- Most IT leaders worry workers now spend too much time reviewing and revising AI noise and errors
- Layering AI on top of unsuitable tech stacks and fragmented data is the biggest cause
- Business leaders expect returns soon, IT leaders feel responsible to deliver ROI
Four in five global mid-market IT leaders report that AI outputs introduce noise or errors into their work that cause them to have to spend time correcting content, ultimately negating many of the productivity benefits associated with the tech.
Instead of reducing manual tasks, as many as 86% of leaders say that managing AI complexity has actually increased their team's workload, with employees stuck in a loop of reviewing, revising and regenerating.
Per the Freshworks report, IT teams lose around a quarter (26%) of their time to troubleshooting and complexity management.

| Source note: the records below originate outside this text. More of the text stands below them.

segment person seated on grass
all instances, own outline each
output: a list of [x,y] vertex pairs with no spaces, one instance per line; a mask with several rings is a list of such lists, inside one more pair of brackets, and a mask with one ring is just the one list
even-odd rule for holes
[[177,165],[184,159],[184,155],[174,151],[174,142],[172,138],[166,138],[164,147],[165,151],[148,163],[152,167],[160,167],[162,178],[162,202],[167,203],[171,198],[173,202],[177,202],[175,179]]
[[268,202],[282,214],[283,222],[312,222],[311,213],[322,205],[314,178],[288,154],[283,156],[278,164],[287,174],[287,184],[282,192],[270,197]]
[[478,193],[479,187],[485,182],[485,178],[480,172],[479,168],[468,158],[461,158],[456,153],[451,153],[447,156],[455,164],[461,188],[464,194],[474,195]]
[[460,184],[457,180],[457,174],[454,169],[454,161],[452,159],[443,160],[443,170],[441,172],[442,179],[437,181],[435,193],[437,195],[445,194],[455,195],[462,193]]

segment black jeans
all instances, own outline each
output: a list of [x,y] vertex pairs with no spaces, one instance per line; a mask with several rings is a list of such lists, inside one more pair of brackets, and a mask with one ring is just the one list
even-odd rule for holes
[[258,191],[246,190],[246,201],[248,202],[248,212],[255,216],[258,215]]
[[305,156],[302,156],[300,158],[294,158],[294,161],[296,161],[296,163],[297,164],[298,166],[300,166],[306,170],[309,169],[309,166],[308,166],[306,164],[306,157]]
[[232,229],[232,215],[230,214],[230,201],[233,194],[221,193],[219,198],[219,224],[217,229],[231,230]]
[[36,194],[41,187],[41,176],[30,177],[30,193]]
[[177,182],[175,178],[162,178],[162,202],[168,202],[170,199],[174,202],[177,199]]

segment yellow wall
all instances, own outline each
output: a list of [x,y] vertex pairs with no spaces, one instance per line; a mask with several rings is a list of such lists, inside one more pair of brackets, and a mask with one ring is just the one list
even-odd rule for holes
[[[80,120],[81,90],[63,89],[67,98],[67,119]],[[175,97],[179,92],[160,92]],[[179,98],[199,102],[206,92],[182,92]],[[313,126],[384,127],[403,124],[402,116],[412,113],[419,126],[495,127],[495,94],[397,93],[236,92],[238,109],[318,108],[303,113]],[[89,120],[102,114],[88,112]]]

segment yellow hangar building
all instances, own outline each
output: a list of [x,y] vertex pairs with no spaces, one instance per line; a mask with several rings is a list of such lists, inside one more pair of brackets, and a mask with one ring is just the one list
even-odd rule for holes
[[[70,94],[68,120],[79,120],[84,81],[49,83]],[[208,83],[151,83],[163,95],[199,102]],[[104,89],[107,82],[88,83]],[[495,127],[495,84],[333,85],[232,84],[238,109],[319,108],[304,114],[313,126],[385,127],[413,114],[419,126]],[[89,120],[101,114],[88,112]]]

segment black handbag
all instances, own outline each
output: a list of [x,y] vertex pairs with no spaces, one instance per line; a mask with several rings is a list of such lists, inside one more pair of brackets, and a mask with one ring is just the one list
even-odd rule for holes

AI productivity is being offset by noise, errors
Freshworks revealed that UK mid-market companies now spend £11.7 billion annually on so-called 'complexity tax', with companies losing an average of 25% of their AI budget to complexity overhead.
According to the report, poor strategies aren't to blame for the issues, but rather an attempt to layer modern AI tools on top of legacy and fragmented tech stacks. Additionally, only one in three of the companies surveyed had a formal, consistently-applied AI governance framework.
As a result, IT leaders are less likely to be optimistic about ROI while as many as three-quarters (72%) of general business leaders and execs expect to see a return within eight months. IT leaders are feeling the pressure more than ever as four-fifths (81%) worry their career progression could be at risk if they can't prove measurable ROI within the next year to two.
At this point, companies are so deep into complex tech stacks that solutions can vary. Freshworks advises companies to resolve the AI context problem by ensuring data quality and fragmentation are addressed.
"The companies that move from purchase to performance fastest will turn AI from a complexity tax into a competitive advantage," Chief Product Officer Srinivasan Raghavan explained.